Kapitalist sistem ve onun yönetimine karşı bir mücadele bir yandan onun elimizden aldıklarını geri kazanmak ve daha fazlası için taleplerimiz etrafında bir araya gelmek, diğer yandan hayatımızın kontrolünü ellerimize almayı hedefleyen düzenli ve istikrarlı bir örgütlenmeyi de gerekli kılıyor. Üniversite öğrencilerinin bugünü de yarını da kapitalistlerin, tek adam yönetiminin ipoteği altında. Ancak borçlu olanlar bizler değiliz. Her yanımızı kuşatan politik, sosyal, ekonomik baskıların sorumlularının bizlere borçları var.

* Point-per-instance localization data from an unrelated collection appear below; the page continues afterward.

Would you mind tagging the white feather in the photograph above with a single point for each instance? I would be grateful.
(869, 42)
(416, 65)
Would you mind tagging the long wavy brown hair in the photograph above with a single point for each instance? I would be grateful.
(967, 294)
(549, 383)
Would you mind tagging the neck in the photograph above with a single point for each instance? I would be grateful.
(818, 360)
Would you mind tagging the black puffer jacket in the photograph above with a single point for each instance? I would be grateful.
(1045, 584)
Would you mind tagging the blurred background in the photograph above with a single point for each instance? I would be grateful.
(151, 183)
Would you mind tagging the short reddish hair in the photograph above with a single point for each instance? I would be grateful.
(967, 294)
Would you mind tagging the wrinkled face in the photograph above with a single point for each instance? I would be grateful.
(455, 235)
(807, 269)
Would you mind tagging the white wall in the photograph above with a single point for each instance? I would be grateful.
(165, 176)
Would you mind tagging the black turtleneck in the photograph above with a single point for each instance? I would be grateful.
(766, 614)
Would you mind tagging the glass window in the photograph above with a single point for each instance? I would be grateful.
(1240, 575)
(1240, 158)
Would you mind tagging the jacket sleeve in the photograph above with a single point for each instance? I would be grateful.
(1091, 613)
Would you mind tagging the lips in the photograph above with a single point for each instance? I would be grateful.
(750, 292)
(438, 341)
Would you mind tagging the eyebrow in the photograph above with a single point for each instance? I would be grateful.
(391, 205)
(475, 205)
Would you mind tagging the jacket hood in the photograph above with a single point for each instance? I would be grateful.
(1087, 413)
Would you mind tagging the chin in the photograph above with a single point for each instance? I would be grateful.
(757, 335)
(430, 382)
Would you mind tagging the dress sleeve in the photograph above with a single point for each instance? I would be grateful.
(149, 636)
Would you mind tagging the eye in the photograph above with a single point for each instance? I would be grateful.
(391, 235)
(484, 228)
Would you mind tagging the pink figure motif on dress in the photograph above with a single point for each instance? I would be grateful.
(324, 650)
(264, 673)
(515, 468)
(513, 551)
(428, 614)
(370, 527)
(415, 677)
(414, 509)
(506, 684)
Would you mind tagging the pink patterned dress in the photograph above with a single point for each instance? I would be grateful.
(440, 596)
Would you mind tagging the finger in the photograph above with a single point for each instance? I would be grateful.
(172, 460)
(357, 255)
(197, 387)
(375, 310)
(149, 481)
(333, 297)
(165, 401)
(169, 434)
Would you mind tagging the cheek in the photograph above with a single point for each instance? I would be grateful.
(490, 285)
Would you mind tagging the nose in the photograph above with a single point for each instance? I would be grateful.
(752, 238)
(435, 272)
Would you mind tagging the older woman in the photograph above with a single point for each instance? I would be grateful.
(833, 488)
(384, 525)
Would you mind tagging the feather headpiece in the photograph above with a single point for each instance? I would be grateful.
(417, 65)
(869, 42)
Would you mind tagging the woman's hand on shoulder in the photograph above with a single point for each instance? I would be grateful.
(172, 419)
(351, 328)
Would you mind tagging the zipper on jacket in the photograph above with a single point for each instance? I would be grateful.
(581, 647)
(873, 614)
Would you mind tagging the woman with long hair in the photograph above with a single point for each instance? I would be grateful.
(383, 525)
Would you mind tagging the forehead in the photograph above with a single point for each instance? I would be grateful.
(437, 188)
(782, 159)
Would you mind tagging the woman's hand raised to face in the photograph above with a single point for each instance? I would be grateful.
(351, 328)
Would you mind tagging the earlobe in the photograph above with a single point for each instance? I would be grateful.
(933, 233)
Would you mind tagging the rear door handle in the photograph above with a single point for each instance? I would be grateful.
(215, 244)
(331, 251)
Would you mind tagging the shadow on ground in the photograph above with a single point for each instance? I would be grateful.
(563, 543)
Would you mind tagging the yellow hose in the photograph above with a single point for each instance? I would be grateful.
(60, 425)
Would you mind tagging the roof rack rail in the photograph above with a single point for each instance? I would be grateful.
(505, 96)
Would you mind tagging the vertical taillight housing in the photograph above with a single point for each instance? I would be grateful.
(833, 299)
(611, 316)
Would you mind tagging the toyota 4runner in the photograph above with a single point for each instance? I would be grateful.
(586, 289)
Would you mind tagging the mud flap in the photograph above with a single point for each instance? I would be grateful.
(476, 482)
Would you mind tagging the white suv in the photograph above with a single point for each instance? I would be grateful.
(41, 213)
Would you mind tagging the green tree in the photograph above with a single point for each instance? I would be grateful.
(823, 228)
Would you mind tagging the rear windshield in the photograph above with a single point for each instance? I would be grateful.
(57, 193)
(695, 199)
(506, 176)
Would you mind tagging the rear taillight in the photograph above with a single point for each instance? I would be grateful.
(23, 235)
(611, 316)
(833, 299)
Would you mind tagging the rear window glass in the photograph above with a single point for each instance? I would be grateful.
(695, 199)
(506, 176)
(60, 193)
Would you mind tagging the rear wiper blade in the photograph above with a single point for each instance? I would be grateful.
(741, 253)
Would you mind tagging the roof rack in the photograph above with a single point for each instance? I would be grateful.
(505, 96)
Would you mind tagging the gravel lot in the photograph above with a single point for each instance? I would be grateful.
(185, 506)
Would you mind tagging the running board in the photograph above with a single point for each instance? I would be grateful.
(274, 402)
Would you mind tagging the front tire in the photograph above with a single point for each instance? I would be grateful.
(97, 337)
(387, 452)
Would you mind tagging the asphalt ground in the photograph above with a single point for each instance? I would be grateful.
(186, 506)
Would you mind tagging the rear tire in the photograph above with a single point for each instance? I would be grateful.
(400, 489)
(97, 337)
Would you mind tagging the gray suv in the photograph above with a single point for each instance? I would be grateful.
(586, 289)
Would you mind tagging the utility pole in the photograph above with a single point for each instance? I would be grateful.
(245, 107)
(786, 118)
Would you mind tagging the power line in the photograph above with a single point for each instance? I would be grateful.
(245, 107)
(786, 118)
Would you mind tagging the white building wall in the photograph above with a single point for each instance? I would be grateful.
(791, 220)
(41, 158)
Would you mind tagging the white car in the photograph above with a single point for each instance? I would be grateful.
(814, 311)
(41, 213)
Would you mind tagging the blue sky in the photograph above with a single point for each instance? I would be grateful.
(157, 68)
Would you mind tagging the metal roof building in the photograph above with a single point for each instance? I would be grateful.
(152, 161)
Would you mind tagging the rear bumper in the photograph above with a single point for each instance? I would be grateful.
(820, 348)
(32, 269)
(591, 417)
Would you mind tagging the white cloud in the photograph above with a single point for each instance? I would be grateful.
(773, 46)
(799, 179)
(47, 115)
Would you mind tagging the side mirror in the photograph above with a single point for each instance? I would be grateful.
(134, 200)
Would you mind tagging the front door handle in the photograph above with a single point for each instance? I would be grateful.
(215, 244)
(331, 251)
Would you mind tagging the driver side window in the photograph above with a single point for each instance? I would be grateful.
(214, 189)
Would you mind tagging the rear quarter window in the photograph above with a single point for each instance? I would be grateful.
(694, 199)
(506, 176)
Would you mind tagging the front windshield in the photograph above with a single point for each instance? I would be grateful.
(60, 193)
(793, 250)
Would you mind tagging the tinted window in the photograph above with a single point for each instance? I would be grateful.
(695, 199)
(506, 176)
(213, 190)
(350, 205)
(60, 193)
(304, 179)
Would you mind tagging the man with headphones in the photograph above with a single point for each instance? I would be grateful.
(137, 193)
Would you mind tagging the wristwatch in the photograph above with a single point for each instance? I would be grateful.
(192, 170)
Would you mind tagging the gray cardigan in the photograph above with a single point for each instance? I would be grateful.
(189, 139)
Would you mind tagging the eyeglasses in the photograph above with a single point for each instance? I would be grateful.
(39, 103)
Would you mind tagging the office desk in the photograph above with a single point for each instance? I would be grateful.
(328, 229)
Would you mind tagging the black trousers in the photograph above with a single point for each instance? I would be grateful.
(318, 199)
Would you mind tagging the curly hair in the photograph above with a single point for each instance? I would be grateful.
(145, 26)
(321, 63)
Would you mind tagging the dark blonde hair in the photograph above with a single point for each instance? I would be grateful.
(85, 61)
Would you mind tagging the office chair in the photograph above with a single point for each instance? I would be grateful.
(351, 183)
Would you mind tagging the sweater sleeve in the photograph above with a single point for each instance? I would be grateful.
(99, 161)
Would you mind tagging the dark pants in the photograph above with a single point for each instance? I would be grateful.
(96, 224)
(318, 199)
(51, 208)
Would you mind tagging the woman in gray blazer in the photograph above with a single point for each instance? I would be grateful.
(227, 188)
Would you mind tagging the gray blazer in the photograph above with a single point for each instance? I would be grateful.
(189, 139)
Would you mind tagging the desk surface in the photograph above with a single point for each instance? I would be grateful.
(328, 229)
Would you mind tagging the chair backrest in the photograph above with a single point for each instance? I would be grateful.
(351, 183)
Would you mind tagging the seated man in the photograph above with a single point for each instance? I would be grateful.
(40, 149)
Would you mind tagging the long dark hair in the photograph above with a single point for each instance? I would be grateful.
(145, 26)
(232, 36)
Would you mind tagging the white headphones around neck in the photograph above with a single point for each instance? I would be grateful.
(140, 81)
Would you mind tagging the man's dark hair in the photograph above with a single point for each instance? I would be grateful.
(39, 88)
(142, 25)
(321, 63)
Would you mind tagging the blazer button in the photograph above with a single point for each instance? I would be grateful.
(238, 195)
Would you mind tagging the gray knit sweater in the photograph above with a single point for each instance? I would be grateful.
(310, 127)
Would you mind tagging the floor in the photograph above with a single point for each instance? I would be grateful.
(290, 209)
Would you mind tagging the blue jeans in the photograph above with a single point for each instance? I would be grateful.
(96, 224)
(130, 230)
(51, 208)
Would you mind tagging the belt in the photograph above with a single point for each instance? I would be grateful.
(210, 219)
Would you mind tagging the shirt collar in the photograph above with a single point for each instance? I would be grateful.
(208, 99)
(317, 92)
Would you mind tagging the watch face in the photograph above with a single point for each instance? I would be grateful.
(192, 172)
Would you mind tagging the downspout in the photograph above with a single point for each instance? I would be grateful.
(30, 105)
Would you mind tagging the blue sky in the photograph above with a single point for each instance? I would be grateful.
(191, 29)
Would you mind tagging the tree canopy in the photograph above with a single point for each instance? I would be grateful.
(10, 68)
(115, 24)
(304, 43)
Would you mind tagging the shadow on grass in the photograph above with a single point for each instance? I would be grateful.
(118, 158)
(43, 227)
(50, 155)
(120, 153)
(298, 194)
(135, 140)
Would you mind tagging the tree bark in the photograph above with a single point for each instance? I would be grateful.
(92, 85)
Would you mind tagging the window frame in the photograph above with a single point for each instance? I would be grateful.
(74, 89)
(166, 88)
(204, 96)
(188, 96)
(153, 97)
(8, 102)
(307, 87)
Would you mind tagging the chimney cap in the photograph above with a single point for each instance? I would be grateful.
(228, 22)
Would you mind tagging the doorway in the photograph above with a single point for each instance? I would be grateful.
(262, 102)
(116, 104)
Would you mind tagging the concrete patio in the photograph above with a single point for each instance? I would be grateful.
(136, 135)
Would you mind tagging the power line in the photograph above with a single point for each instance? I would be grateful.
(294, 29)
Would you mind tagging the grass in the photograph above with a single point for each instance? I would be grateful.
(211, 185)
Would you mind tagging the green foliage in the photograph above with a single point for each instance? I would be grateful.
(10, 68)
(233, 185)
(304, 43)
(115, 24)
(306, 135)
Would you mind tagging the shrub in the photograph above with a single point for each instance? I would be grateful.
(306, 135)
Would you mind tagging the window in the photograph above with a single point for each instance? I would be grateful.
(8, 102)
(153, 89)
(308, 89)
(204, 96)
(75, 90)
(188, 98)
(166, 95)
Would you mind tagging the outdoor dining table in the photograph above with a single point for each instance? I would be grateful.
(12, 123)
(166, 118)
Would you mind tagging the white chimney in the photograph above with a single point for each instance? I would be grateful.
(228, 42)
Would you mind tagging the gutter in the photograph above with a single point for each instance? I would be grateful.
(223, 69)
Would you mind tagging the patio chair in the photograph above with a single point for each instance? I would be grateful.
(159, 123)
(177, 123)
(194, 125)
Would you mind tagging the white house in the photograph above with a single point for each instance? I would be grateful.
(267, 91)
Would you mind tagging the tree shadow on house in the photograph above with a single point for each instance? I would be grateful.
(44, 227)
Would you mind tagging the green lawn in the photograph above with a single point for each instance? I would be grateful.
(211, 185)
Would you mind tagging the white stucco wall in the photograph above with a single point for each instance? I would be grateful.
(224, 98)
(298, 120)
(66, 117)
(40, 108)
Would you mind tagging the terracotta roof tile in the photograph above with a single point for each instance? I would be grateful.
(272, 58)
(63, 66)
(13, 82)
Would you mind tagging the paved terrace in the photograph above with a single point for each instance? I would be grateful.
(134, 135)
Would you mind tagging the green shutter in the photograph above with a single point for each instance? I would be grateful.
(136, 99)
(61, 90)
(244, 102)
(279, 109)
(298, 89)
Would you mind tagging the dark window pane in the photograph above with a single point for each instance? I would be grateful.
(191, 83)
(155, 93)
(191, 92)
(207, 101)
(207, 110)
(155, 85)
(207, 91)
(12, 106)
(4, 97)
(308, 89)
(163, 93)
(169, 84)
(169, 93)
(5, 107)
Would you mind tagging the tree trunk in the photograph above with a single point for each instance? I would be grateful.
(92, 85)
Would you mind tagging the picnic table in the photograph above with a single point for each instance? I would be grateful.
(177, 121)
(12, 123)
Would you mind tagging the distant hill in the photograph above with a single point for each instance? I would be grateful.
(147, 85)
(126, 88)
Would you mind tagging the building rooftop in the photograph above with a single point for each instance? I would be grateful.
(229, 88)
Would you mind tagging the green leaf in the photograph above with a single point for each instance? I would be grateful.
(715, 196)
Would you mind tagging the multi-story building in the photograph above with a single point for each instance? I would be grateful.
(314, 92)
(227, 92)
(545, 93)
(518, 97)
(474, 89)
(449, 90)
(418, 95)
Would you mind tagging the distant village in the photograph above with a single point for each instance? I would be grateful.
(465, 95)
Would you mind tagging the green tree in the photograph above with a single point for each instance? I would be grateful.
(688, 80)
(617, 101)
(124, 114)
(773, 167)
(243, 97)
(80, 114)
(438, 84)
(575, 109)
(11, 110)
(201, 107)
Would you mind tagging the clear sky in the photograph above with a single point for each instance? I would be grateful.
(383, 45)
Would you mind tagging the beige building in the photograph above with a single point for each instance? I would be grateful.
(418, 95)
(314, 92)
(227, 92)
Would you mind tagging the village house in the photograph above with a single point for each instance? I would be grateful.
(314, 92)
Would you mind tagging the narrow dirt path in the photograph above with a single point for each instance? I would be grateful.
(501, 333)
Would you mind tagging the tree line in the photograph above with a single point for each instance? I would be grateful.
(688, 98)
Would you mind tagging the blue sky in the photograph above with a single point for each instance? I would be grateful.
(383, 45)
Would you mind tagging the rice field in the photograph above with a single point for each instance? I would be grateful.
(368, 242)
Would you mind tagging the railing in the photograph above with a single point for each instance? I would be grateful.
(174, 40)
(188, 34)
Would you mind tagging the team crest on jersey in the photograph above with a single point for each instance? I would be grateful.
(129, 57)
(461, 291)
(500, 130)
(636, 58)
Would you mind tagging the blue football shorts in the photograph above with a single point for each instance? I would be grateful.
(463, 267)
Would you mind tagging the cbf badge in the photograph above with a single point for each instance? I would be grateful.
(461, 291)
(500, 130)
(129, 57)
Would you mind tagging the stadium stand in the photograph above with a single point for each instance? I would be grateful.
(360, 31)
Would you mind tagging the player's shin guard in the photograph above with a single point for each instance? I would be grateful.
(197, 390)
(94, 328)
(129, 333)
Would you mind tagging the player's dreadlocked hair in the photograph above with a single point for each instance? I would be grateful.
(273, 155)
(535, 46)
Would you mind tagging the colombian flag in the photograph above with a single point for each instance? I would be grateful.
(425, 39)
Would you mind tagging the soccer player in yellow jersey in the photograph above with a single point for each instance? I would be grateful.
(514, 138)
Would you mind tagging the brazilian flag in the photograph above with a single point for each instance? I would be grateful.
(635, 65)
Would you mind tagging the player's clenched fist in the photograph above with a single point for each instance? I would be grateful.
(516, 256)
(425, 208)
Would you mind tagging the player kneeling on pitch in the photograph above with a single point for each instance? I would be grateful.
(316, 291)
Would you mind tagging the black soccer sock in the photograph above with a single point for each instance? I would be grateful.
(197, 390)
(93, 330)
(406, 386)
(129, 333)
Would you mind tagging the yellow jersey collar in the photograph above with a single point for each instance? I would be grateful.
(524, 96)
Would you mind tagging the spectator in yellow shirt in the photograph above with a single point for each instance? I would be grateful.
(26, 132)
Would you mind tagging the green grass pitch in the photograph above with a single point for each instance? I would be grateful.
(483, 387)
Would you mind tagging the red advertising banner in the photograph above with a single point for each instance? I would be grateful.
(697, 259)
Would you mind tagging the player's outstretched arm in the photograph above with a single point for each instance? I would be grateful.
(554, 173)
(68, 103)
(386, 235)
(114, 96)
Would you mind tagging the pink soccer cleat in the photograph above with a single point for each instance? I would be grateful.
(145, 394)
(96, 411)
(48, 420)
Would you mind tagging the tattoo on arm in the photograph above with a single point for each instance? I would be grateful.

Yaşamlarımızdan çalınanları geri almanın, üzerine yepyeni bir geleceği örgütlemenin en gerçekçi yolu da ortak taleplerimizi kazanma hedefiyle gerçekleştirdiğimiz mücadeleyi kapitalizme de çevirmekten geçmekte.
Dememiz o ki, bu biçimde bir mücadele etrafında örgütlendiğimiz sürece, sarayın havuzunda yüzmek hiçbirimiz için hayal değil.*
*Sri Lanka’da başkanlık sarayını işgal eden halk, sarayın bütün olanaklarını kullanmasıyla gündeme gelmişti.